– Вот она, Божья-то справедливость…
Покуда Григорьевна кувыркалась в сугробе, платок распустился, опояска потерялась… Такой рассупоней и вошла она в вокзал. Не было у неё никаких сил после душевной встряски привести себя в порядок и вернуться в бригаду…
Кроме одиночества и бессонницы, нет на земле более подходящего места для раздумий, чем зал ожидания. Звуки и лица сливаются в своём изобилии, словно морские волны. Разница лишь в том, что море увлекает человека своим ожиданием чуда; вокзальная же суета уверяет всякого, что золотая рыбка имеется, но никакого её волшебства не хватит на такую уйму народа. И в этом Лопаренчиха сразу убедилась, постольку в зале были заняты людьми даже подоконники.
Чтобы успокоиться, ей занемоглось всех пересчитать. Но она скоро сбилась со счёта и стала думать: «Понаехали! Утром расползутся по Татарке. А где взять хлеба на такую прорву? Скоро всю Сибирь выжрут! Одного того бугая целой буханкой не уговоришь, – отличила она глазами крепкую шею сидящего к ней спиною парня. – Да и пигалица его не говно клюёт…»

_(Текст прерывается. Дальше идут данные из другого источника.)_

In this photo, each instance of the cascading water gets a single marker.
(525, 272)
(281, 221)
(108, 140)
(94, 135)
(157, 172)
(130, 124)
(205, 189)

Последние слова Григорьевна додумывала медленно, узнавая в «пигалице», одетой в белый заячий полушубок и такой же беретик, накинутый бекренем на копну каштановых волос, дочь свою Марию. Она подобралась к парочке вплотную, услыхала басистое: «Ну чё, пойдём», – затем дразнящее: «Погоди, надо узнать в диспетчерской, когда мать дежурит…»
Эти слова дали Фетисе понять, в чём суть разговора.
– Опять новый зятёк завёлся, – прошептала она. – Не-ет! – возразила, не зная кому. – Не пушшу! Катитесь вы оба к чёртовой матери!
Она заторопилась отступить прочь. Подумалось – надо быстрей отпроситься у начальства, чтобы явиться домой прежде Марии с новым хахалем. Но как назло, парень оглянулся и басовито спросил именно её:
– Эй, бабка, ты не знаешь, где тут диспетчерская?
– Ты меня спрашиваешь? – от неожиданности показала Фетиса на себя. Когда же парень кивнул, взорвалась сдуру: – Я те чё тут, дежурная?!
Вопрос её прозвучал так гулко, что Мария отшатнулась от парня, подхватилась на ноги и заверещала плаксиво:
– Мамочка! Он меня с вечера домой не пускает…
Этого хватило, чтобы Лопаренчиха хрипло громыхнула на весь вокзал:
– Тебе што, шалашовок мало?!
Парень покраснел, стал подниматься. Фетиса вспомнила зятев табурет и заблажила:
– Ми-ли-ция!
– Ну и ну! – покачал головою парень. Вскидывая одну ногу и опадая на другую, он пошёл прочь.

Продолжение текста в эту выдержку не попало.